It sounds like a very simple question but the answer is far from simple. It’s commonly agreed that there are seven colors in a rainbow. They are red, orange, yellow, green, blue, indigo and violet. If you ask the Crayola Company, the people who make crayons, they’ve got 120 different colored crayons in their range. The HTML language, which describes web pages, has got 121 uniquely named colors that we can use. Many Unix-based operating systems, for instance, the very popular Linux operating system, have a windowing system called X11, and X11 distributions come with a file called RGB.text, which lists a whole bunch of different colors, and the last time I looked at this file it contained 881 different colors.

If you look at a collection of all the words in the English language, what they call the English Corpus, there are around 4000 different words that we use to describe colors.

Another simple question that’s got a complex answer is ‘where does one color end and another color start?’. So over here we can see a figure which contains a range of colors from reds, yellows, greens, blues, and so on. And in a recent exercise they surveyed a large number of web users, 1.5 million web users, and asked them to draw boundaries between the different colors, and to name them. And this is a consensus across 1.5 million web users. It shows what people tend to agree as being green and what they think is blue and what they think is teal and so on. This is difficult because we’re trying to delineate regions in color, and color is a continuum, and we’re trying to enforce sort of arbitrary boundaries across this otherwise continuous notion of color.
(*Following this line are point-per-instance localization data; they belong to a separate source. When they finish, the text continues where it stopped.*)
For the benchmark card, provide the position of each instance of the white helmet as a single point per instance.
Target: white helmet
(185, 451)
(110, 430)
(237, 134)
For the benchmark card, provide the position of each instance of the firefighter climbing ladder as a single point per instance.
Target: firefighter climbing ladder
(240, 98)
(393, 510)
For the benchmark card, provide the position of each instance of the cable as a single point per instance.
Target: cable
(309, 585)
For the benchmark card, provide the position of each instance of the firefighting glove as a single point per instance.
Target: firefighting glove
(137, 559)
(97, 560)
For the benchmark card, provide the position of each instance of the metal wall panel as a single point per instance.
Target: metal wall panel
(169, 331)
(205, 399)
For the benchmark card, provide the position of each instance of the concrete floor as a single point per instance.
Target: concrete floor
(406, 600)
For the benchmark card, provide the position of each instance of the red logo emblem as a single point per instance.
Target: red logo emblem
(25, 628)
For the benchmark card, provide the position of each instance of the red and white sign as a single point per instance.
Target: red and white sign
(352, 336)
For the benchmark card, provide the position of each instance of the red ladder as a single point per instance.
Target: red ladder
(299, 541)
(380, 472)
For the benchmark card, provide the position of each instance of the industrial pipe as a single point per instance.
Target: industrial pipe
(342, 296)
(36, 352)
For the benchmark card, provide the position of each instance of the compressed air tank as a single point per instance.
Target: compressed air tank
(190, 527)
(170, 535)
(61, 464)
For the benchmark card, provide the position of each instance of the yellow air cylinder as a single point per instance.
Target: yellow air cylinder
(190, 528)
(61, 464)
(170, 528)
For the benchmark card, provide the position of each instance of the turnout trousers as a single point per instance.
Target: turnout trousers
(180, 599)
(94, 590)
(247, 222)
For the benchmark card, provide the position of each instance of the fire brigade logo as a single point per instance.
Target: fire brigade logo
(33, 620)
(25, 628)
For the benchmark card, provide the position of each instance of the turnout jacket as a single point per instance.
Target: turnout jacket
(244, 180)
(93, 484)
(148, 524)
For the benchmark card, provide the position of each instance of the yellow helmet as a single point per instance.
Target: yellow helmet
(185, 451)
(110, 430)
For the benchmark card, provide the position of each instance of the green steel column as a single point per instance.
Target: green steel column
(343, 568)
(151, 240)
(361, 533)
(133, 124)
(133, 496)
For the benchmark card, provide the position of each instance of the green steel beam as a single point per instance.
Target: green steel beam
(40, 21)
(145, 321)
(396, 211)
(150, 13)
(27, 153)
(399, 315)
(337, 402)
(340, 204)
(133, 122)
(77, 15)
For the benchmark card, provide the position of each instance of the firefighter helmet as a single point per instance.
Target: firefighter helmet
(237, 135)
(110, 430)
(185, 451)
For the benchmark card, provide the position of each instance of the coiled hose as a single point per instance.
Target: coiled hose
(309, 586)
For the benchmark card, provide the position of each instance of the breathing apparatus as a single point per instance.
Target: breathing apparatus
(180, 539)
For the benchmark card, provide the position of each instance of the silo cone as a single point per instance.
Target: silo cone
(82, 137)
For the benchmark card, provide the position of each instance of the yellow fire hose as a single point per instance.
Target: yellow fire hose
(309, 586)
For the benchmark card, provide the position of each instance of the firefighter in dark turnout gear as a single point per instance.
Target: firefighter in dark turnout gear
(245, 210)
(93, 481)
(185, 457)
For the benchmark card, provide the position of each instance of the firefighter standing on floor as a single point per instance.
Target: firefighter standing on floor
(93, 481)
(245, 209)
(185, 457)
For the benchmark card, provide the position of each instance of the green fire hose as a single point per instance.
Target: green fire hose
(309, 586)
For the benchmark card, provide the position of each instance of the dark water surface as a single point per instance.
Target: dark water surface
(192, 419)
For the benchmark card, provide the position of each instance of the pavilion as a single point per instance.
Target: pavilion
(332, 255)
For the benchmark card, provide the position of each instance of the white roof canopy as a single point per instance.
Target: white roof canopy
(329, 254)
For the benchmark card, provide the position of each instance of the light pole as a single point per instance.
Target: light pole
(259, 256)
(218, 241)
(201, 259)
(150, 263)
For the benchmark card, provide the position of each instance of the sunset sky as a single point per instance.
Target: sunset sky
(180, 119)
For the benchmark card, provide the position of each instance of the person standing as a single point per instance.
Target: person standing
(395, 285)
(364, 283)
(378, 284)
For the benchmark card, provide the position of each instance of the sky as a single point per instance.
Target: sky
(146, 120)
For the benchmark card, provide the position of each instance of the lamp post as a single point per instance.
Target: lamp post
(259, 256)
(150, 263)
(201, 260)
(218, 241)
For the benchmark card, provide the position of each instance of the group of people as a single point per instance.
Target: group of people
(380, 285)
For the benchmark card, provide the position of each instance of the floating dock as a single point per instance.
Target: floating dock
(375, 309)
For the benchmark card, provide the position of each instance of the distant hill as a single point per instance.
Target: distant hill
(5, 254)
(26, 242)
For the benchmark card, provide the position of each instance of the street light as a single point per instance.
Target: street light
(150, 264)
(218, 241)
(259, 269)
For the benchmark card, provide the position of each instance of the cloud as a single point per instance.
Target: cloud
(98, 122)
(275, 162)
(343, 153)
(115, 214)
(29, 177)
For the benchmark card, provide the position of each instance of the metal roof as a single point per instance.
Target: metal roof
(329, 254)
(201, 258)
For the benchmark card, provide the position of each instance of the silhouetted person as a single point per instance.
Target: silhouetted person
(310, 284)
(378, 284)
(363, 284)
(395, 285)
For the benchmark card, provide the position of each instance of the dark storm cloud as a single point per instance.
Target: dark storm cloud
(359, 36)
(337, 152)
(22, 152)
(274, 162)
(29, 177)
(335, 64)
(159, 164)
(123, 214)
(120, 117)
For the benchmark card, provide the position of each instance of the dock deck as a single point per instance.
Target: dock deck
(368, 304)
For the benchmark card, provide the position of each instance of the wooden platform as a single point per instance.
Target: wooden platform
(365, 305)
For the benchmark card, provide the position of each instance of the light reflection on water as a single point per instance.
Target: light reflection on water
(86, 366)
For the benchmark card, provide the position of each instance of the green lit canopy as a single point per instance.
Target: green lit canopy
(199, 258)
The way we interpret color also depends on our cultural background. In Asia, orange is a very, very positive color, but in the United States, Australia and parts of Europe, orange is considered to be a color of danger or of hazard. Some African languages, for example, do not have any words which distinguish the color red from the color orange. However, all of the languages have got words to describe black and white, and if the language has got more colors than just those two, the next most likely color that they are going to describe is red, and next most likely is either yellow or green. Blue is frequently the sixth named color in many languages, so blue really is not as important as red and green, black and white. Brown comes later and then all of the other colors that we’ve got names for.

This rather complex graph shows a relationship between the culture, which is indicated by the letters here, and the emotion, which is indicated by the radial color bars, numbered from 1 through 284. What we can see is the very different colors that are used to represent different emotions or feelings across cultures.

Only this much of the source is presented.